The Minister for Fair Trading, in consultation with the Office of Fair Trading, has released proposed strata regulations for public comment (“new regulations”). The new regulations are intended to replace the Strata Schemes Management Regulation 2005.
 
The new regulations, if made, will introduce a number of important laws for owners corporations, strata managers and other stakeholders in the strata industry. This article will examine the most important changes to the law that are contained in the new regulations.
 
Changes to the Treasurer’s Obligations

The treasurer of an owners corporation must issue a receipt for each payment received. The receipt must include various details. The new regulations will no longer require the treasurer to include in a receipt the address of the person on whose behalf the payment is made. 
 
The treasurer must keep a cash record which must be balanced every 6 months unless a shorter period is determined at the annual general meeting. The new regulations will extend the time for the treasurer to balance the cash record to 12 months unless a shorter period is determined at the annual general meeting.
 
New Document to be Delivered by Developer
 
The developer must deliver to an owners corporation a range of documents at the first annual general meeting.

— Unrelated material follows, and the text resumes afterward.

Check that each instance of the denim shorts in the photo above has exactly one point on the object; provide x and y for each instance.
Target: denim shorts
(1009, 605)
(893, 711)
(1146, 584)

The new regulations will require the developer to deliver any building valuation which could be used by the owners corporation for insurance purposes.
 
Increased Expenditure Thresholds
 
At the moment, large strata schemes must obtain at least two quotations for proposed expenditure greater than $25,000.00. The new regulations will increase this amount to $30,000.00. 
 
The new regulations will also increase the threshold for authorising legal services or legal action at a general meeting. The threshold will be raised to $1,000.00 per lot (excluding utility lots) or $12,500.00, whichever is less.
 
New Exemption for Levy Recovery
 
Importantly, legal action to recover overdue levies will no longer need to be approved by an owners corporation at a general meeting no matter the cost involved. This recognises that legal action to collect unpaid levies is the most frequent type of legal action taken by an owners corporation and that the need to call a general meeting to approve that action can be overly burdensome.
 
Increased Priority Vote Threshold
 
The threshold amount for priority votes has been increased from $200.00 per lot to $1,000.00 per lot to make it clear that priority votes are only able to be used for major matters.
 
Mediation Costs
 
The new regulations will now make it clear that each party involved in a strata mediation will need to pay their own costs. 
 
Fee Increases

The fees payable for lodging applications for mediation, adjudicator’s orders and for other matters have increased as have the costs for making the books and records of an owners corporation available for inspection or issuing section 109 certificates.
 
The cost for making records available for inspection will be $30.00 plus an additional $15.00 for each half hour or part thereafter after the first hour of inspection. The cost for issuing section 109 certificates will be $104.00 plus $52.00 for a lot comprising a garage, parking space or storeroom. 
 
New Model By-Laws
 
The hanging of washing model by-law will be amended to allow washing to be hung in lots provided it will not be visible from street level outside the building. This is designed to encourage residents to reduce use of electric clothes dryers and make greater use of natural clothes drying methods.
 
A new by-law will be introduced permitting the electronic service of documents on lot owners by email where owners have given the owners corporation an email address for the service of notices. This is designed to encourage greater use of electronic communications in the management of strata schemes.
 
New Forms
 
The section 109 certificate will be redesigned to make it more user friendly. The proxy appointment form will change so the proxy will not be required to sign the form. So the owners giving the proxy will be the only persons required to sign the proxy appointment form.
 
Conclusion
 
The new regulations contain some important and timely changes to the strata laws.
 
The new regulations are open to public comment. Any submissions need to reach the Office of Fair Trading by 4 August 2010.
 
The new regulations are expected to become law on about 1 September 2010.